Physiological control of NKT cell-dependent hepatitis induction by extracellular adenosine

Extracellular adenosine regulates inflammatory responses via A2A adenosine receptor (A2AR). A2AR-deficiency results in much exaggerated acute hepatitis, indicating non-redundancy of adenosine-A2AR pathway in inhibitory mechanisms of immune activation. To identify a critical target of immunoregulatory effect of extracellular adenosine, we focused on NKT cells, which play an indispensable role in hepatitis. A2AR agonist abolished NKT cell-dependent induction of acute hepatitis by Con A or α-galactosylceramide (α-GalCer), corresponding to down-regulation of activation markers and cytokines in NKT cells and of NK cell co-activation.
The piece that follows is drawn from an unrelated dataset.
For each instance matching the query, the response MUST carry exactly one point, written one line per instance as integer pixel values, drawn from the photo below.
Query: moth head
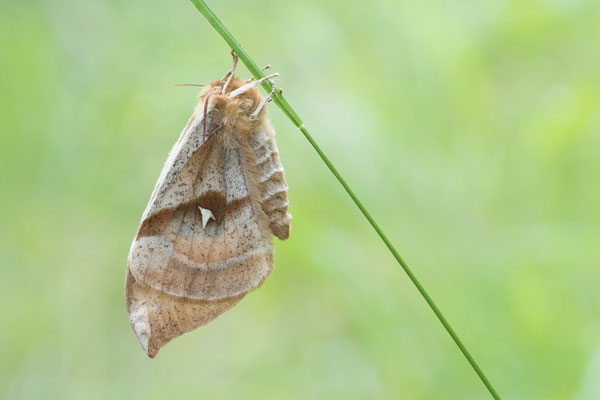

These results show that A2AR signaling can down-regulate NKT cell activation and suppress NKT cell-triggered inflammatory responses. Next, we hypothesized that NKT cells might be under physiological control of the adenosine-A2AR pathway. Indeed, both Con A and α-GalCer induced more severe hepatitis in A2AR−/− mice than in wild-type controls. Transfer of A2AR−/− NKT cells into A2AR-expressing recipients resulted in exaggeration of Con A-induced liver damage, suggesting that NKT cell activation is controlled by endogenous adenosine via A2AR, and this physiological regulatory mechanism of NKT cells is critical in the control of tissue-damaging inflammation. The current study suggests the possibility to manipulate NKT cell activity in inflammatory disorders through intervention to the adenosine-A2AR pathway.